ノーオータムの解散が告げられたのは、それからしばらく後の話だった。
「今日はありがとね。最後に2人に会えて本当によかった。」
遥と桐花に出会えて本当によかった。私たちの活動は無駄だったかもしれないけど、かけがえのない2人ができた。
「なんかトラブったらいつでも記事書くから、連絡してね。ほい、名刺。」
「私と桐花はまだ東京にいるから、寂しくなったらいつでも帰ってくるんだぞ!」
2人の温かい言葉を受け取ると同時に、ツンと涙の匂いがしてくる。
これからはアイドルじゃない。夢はもう終わったんだ。
家に帰って直ぐに保留ボックスに入れていた箱をゴミ袋に入れる。
「WINGs横アリ限定ペンライト」
不登校になっていた私を外の世界に連れ出してくれた私の原点。
いじめにあったわけでも、病を患ったわけでもない。それでも高校生の私はこの先何十年も生き続けることに無理を感じていた。

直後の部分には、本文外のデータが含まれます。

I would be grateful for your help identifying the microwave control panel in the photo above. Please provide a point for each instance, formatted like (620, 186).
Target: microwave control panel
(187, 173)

漠然とした不安に追い込まれ、日の光を浴びなくなったことに慣れてきた頃、WINGsで活動する従姉妹のお姉ちゃんが横浜アリーナに立つと聞いて母に連れられた。
「一曲も聴いたことないくせに。」
外に出るのが面倒なあまり、聞こえるように独りごちた。
かくいう私もアイドルに興味はなく、WINGsの曲はおろか、メンバー全員の名前を言うことすらできなかった。
それでも、彼女達は私の心を揺さぶった。
「あなたは1人じゃない。10人敵がいたら100人味方がいることを忘れないで。」
WINGsの代表曲の歌詞が私の心を掴んで離さなかった。幕が降りてもしばらくは放心状態で、とめどなく涙が溢れた。
「私、アイドルになる。」
帰りの車で母に伝えると母は単純ね、と笑っていた。冗談だと思ったんだろう。
1ヶ月後、高校を中退し、これからは東京で事務所に所属することを伝えたら鬼の形相で怒られた。退学届の保護者印を押した父親は、もっと怒られていた。
それでも、夢を目指したかった。
「あーあ、だっさいなぁ。結局失敗して実家に戻るなんて。」
これまでの数年間が脳内をめぐり、じんわりと涙が滲む。
「いる」ボックスの物を詰めた段ボールに封をして、ゴミ袋に入ったペンライトを眺める。
憧れは、呪いだ。
この4年間が無駄だった、と言われたら何も否定できない。
出来上がったのは高校中退、スキル無しのアイドル崩れだ。
翌朝、業者に段ボールを引き渡し、新幹線に乗る。
東京、大宮、高崎、軽井沢と進むに連れて銀色の建物は減り、緑が増える。
こっちの方が身の丈にあってるかも、なんて思いながら長野駅で下車する。
長野駅から自宅まで徒歩20分。物理的な距離以外の負担が足に重くのしかかり、35分かけて実家に到着する。
冷たくあしらわれることを覚悟してインターホンを鳴らす。
はーい、と気の抜けた返事をしながら小走りで母が歩み寄ってきて扉を開ける。
逃げるようにして飛び出した実家。
着信拒否していた母の連絡先。
無駄にした4年間。
それでも母は笑顔で迎えてくれた。
蒲田の薄暗いライブステージで、ノーオータムの初めてのステージを応援しにきてくれた時と同じ笑顔で。
玄関には、いらないに入れたはずのアクスタが綺麗に並べられていた。